Recently, Harvard Professor Alan Dershowitz — a man who needs no introduction but will get one from me anyway — went to Doha to talk with the Qataris. Alan is the undisputed defender of the Jewish people and State of Israel. While much of his work reaches the public eye, it is the phone calls with desperate families, sleepless nights and sincere emotional commitment to anxious parties, and his indefatigable courage, that truly define his character. I have personally worked with him to successfully bring many of the so-called enemies of the Jewish people to the table. He has been the architect of the strategy to have them retract their hostile actions.

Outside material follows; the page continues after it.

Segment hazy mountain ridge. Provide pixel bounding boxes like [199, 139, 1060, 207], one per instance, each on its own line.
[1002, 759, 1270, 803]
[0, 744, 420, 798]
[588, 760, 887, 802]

He is our generation’s greatest proponent of democracy and rights for all. Not to mention his intellectual prowess, and tireless commitment to Justice. He is certainly not a man who changes his mind or values, on a whim.

Upon his return from Doha, he wrote an op-ed in which he called for a greater attempt at understanding on both sides and a fact-finding commission to resolve conflicting factual claims — something that is very much needed if we are going to make any progress in this conflict. In fact, several publications (including The New York Times) have recently begun looking into the complexity of the situation. They have noted that Qatar’s relationship with terrorist organizations is often exaggerated and that in many cases they have a better track record than other countries in the region (particularly Saudi Arabia). The media, no doubt, will pay increasing attention to the facts of the case as events unfold. But already, with some brief investigation, we see that the conventional wisdom on Qatar is perhaps more simplistic than the reality.

Alan also noted that the Qataris were taking some good steps in order to improve relations with Israel and to help reunify the Gulf States to present a united front to Iran. After all, we certainly do not want to force Qatar into the arms of Iran — a likely possibility if the Gulf Cooperative Council continues its economic sanctions on Qatar. One good step that the Qataris took, that Alan didn’t mention, was their decision to invite and speak with Alan Dershowitz. Qatar’s willingness to engage with people they disagree with will serve them well.

If you want to know what’s really going on with Qatar, or frankly with any serious matter, ignore the speculation of brash bystanders who have been left out of these engagements. In some instances they have been ignored precisely due to their inability to dialogue with anyone in strict confidence. Concerned citizens must step away from the worn-out soapboxes of uninformed commentators who (desperate to cling to any form of prominence) will repeat the same talking points, over and over again, in absolute denial of which way the wind is actually blowing.

No amount of noise from those seeking fame and unwarranted relevance can ever achieve what a group of earnest and open-minded people can. The stakes are high. In Alan Dershowitz and Nick Muzin, America and Israel have our greatest advocates at the helm. The winds may have actually begun to blow Westward.